In 1970, Hall attended the UK's first National Women's Liberation Conference at Ruskin College, Oxford. She was a member of the Feminist Review collective between 1981 and 1997.

==Academic career==
Hall is a feminist historian, known for her work on gender, class, race and empire between 1700 and 1900.

She was employed as a "gender historian" at the Northeast London Polytechnic (now the University of East London) in the late 1980s, which involved looking at history from a feminist perspective, creating a new discipline subsequently known as feminist history. During this time, the discipline of postcolonialism developed, and she became interested in this topic.

She was appointed Professor of Modern British Social and Cultural History University College London (UCL) in 1998, and was Principal Investigator of the "Legacies of British Slave Ownership" and "Structure and Significance of British-Caribbean Slave Ownership, 1763–1833" research projects. She retired from her professorship on 31 July 2016.

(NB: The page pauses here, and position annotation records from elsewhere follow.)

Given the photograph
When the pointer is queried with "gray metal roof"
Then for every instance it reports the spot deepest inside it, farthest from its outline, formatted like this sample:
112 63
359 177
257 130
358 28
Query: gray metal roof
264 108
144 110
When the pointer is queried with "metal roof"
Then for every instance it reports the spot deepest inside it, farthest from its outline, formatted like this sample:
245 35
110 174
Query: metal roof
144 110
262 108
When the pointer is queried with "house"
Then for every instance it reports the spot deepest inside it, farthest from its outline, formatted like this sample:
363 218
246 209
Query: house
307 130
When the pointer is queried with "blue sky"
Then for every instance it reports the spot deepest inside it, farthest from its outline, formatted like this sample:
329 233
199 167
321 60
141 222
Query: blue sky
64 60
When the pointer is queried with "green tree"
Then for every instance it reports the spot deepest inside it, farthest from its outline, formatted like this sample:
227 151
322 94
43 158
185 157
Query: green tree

As of May 2022, she is Emerita Professor of Modern British Social and Cultural History at UCL and chair of its digital scholarship project, the Centre for the Study of the Legacies of British Slavery, on which she has worked since 2009.

==Awards and recognition==
- 2002: Morris D. Forkosch Prize in British History from the American Historical Association
- 2016: Offered the Dan David Prize from the Dan David Foundation in Tel Aviv, Israel, which included a £225,000 research fund; however, in support of the Boycott, Divestment and Sanctions movement in, Hall rejected the award, stating that it was "an independent political choice" to do so.
- 2018: elected Fellow of the British Academy (FBA)
- 2019: Honorary degree from the University of York
- 2021: Leverhulme Medal, awarded by the British Academy "in recognition of Professor Hall's impact across modern and contemporary British history, particularly in the fields of class, gender, empire and postcolonial history"
- 2024: Medlicott Medal, awarded by the Historical Association

==Personal life==
Hall met her future husband, cultural theorist and activist Stuart Hall, on a Campaign for Nuclear Disarmament march in the early 1960s, and the two would go on to marry in 1964. The couple had a daughter, Becky, and son, Jess, and the family lived in Birmingham, England. Stuart was Jamaican, and with mixed-race children, Catherine was aware of the legacy of British colonialism before commencing her academic work on the topic.

Stuart died in 2014. In May 2016, Hall donated 3,000 books from his library to Housmans bookshop.

==Published works==

===Books===
- Family Fortunes: Men and Women of the English Middle Class 1780–1850 (1987, new edition 2002; with Leonore Davidoff)
- White, Male and Middle-Class: Explorations in Feminism And History (1992)
- Gendered Nations: Nationalisms and Gender Order in the Long Nineteenth Century (2000; editor, with Ida Blom and Karen Hagemann)
- Defining The Victorian Nation: Class, Race, Gender and the British Reform Act of 1867 (2000; editor, with Keith McClelland and Jane Rendall)
- Cultures of Empire: Colonisers in Britain and the Empire in Nineteenth and Twentieth Centuries (2000; editor)
- Civilising Subjects: Metropole and Colony in the English Imagination, 1830–1867 (2002)
- At Home with the Empire: Metropolitan Culture and the Imperial World (2006; editor, with Sonya O. Rose)
- Race, Nation and Empire: Making Histories, 1750 to the Present (2010; editor, with Keith McClelland)
- Macaulay and Son: Architects of Imperial Britain (2012)
- Lucky Valley: Edward Long and the History of Racial Capitalism (2024)

===Articles===
- Hall, Catherine (2016). "Writing History, Making 'Race': Slave-Owners and Their Stories" (Full text can also be requested via Researchgate.)